Tasiujaq (en inuktitut : qui ressemble à un lac) est situé sur un prolongement de la baie d’Ungava, qui n’est donc pas une étendue d’eau douce… même si cela « y ressemble ».
L’impact du réchauffement climatique
« L’édifice date de l’époque où on construisait directement sur le pergélisol, par définition gelé en permanence; donc sans préoccupations pour le gel/dégel. Et effectivement, il a été utilisé des décennies durant. Mais depuis quelques années, le changement climatique a provoqué l’afflux d’eau dans le sol, qui n’arrive pas à se drainer naturellement, causant des problèmes à la structure. Certains disent qu’on peut le rénover, d’autres qu’il vaudrait mieux reconstruire ailleurs. On travaille à trouver la meilleure solution. En attendant, on a au moins la patinoire extérieure, qui fonctionne durant les mois d’hiver ».
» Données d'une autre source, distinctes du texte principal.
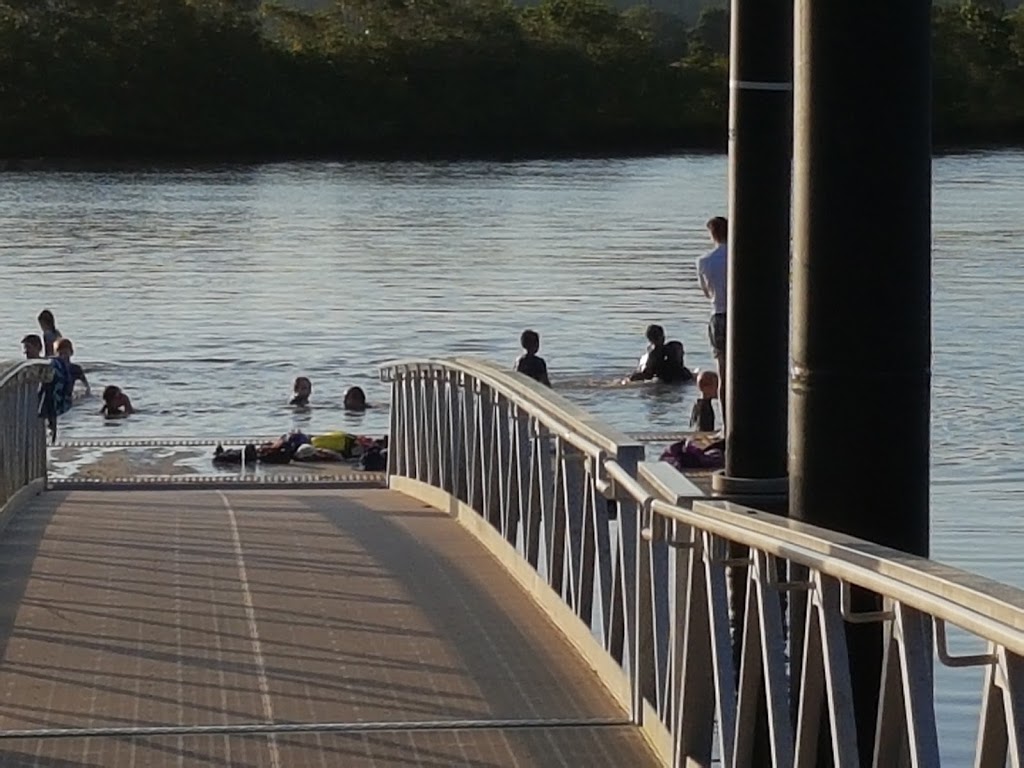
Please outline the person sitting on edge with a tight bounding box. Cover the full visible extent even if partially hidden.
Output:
[515,331,551,387]
[690,371,718,432]
[22,334,43,360]
[54,338,92,396]
[345,387,370,412]
[36,309,62,357]
[627,326,693,384]
[99,384,135,418]
[288,376,313,408]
Une nouvelle technique de construction
En comparaison, le projet du nouveau Centre de sports et loisirs (aussi appelé le gymnase) est allé bon train, grâce à un partenariat entre l’entreprise de construction Kautaq, subsidiaire de Makivvik, et le groupe CANAM, de Saint-Georges-de-Beauce, contracté pour l’ingénierie. À la Corporation foncière de Tasiujaq l’organisme promoteur, Markussie Annahatak explique que le respect du calendrier de réalisation vient d’une nouvelle technologie de fabrication de composantes préfabriquées. Les sections du nouveau bâtiment de 8000 p2 ayant été acheminées par bateau jusqu’à Tasiujaq ; au lieu d’une construction sur place de A à Z, le chantier local a donc plutôt ressemblé à un grand jeu de réassemblage.
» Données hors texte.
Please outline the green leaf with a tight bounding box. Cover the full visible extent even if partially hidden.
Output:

Si bien que l’édifice a été inauguré en grande pompe en octobre dernier. Le maire s’en réjouit : « Le nouveau gym est très utilisé : le matin par les élèves de l’école locale Ajagudak, et l’après-midi et le soir par le reste de la population ». Au menu : volleyball (très populaire au Nunavik), basketball, et autres.
On connait les bienfaits des activités de sport et loisirs dans les petites communautés; autant qu’on connait les ravages suite à la fermeture de beaucoup d’établissements durant la pandémie. Raison supplémentaire pour imaginer le prochain établissement de sport et loisirs…
Pourquoi pas une piscine intérieure ?
« En été, les jeunes se baignent dans la rivière ; mais ce n’est pas sécuritaire. Aussi, comme l’endroit sert déjà aux pêcheurs pour arranger leurs prises, on y trouve des restes de poisson, et des déchets (cannettes, sacs de croustilles…). Ça nous prendrait une piscine couverte, utilisable à l’année. Pour les jeunes, pour les aînés ; en fait, pour tout le monde. Mais ce prochain projet, il faudra bien le planifier. Car les changements climatiques amènent ici des problèmes inconnus auparavant ».

Les plus et les moins de la Convention de la Baie-James et du Nord québécois
Si on renégociait l’ensemble de la CBJNQ, que conserver ? Que changer en priorité ? Tommy Annanack répond :
« On aura bientôt près de Tasiujaq le cinquième parc national du Nunavik; rappelons que leur création découle d’un chapitre de la CBJNQ. Aussi, le transport par avion a été fortement amélioré; vers le Sud ainsi qu’entre tous nos petits villages. Tasiujaq est desservi par une dizaine de vols chaque semaine. C’est grâce à Air Inuit, fondé par Makivvik, la société publique propriété de l’ensemble des Inuits du Nunavik, aussi créée par la Convention ».
« Évidemment, il y a place à l’amélioration. Notre aéroport est desservi par des petits appareils, de style Twin Otter, limités dans leur capacité. Un plus gros avion donnerait un meilleur service, pour les passagers autant que pour le fret. Car, hormis la courte saison de navigation, qui permet la livraison de conteneurs dans nos villages sans routes, on dépend de l’avion pour le reste de l’année. Pour tout ! »
« On est mieux entendus dans l’évaluation des projets miniers. Par exemple, il y a quelques années, on s’est opposé à une exploitation près d’ici. Néanmoins, une renégociation de l’ensemble du régime reste nécessaire, pour qu’on regagne le contrôle sur le territoire ».